All digression aside, compared to where I'm from, it's easier to travel between city and suburb in Chicago. Locals can't conceive the truth of it, but transit and traffic congestion are far less punishing in this town, making it a relative breeze to travel across Chicago--or out into the suburbs.

And maybe it's due to that subtle Midwestern way of avoiding disagreement, but the Windy City and its nearby neighbors seem a lot less prone than NYC and not-NYC to tear into each other and publicly defame each other's relative worth. Of course, this relative good-neighbor policy could also be due to the giganticism of Cook County. Chicago and many close-in suburban towns tend to have a common enemy--the shenanigan-happy, tax-hungry board of the country's second most populous county that contains them all. In New York, where each borough is its own county, the big bully on the block tends to be the city, itself.

For whatever reason, I don't dread my weekly trips to my Oak Park coffee klatsch (although the village's new logo certainly gives me pause), or visits to Forest Park, or Berwyn, or Evanston. Or further-out places like Brookfield (home of this blog's hip-suburban chick Val). Or edge of Chicagoland towns like Geneva (and its bucolic, riverside Island Park), or Naperville. Or from time to time, even big-box-retail-giddy Schaumburg.

Is that a gasp I just heard?

None of this means I want to pull up stakes tomorrow and move to the suburbs (although regular readers will recall I almost did just that last year.) But I'm officially dropping the sneer when the subject of them--or the possibility of spending time in them--comes up. I always say the greatest force that keeps me in this annually frozen city is the ability to share it with the locals who live here. That applies to the suburbs, too. Chicagoans--defined as broadly as possible--are on the whole the most giving, fair, and open-minded people I've ever met in my life. You should see my New York friends grimace when I say that, yet half of them say they want to get the heck out of NYC and the other half already have.
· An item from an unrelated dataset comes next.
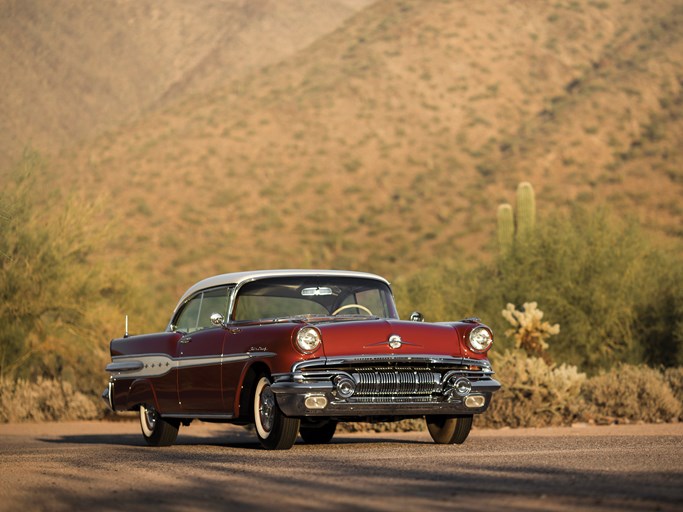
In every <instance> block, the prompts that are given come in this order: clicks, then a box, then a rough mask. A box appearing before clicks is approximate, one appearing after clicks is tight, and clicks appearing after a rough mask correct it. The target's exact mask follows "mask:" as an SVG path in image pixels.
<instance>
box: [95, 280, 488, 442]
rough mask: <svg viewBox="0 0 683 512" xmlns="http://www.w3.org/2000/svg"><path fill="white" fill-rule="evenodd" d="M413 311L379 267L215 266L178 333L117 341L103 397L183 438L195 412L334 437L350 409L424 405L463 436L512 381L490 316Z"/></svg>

Way back when I was in grad school training to be an urban planner (a career I left behind when I left the Big Apple), I would have agreed heartily with urbanist author James Kunstler's view of America's suburbs as boring places not worth caring about. I would have argued against the idea common in conservative circles that urban liberals like me needlessly perpetuate an anti-surburban bias. Yet that's what I've done for the past several years here in Chicago.

Although a great body of planning thought would dissect the ills of the suburbs and, in the case of some progressive thinkers, rightly offer solutions to help make them more engaging places to live/work/play, that doesn't mean that all suburbs are worthy of disapprobation. No matter how big the city in which you were born.

If Chicago's taught me one thing, it's the beauty of a balanced environment. I love looking down from my high-rise balcony at a forest of skyscrapers. But I also love looking out from that balcony at the horizon. From time to time, I like being a dot on that horizon, too. It's a horizon I could never see, much less appreciate, from the biased perspective of a borough-bound New Yorker.

Seven years on, I wouldn't have it any other way.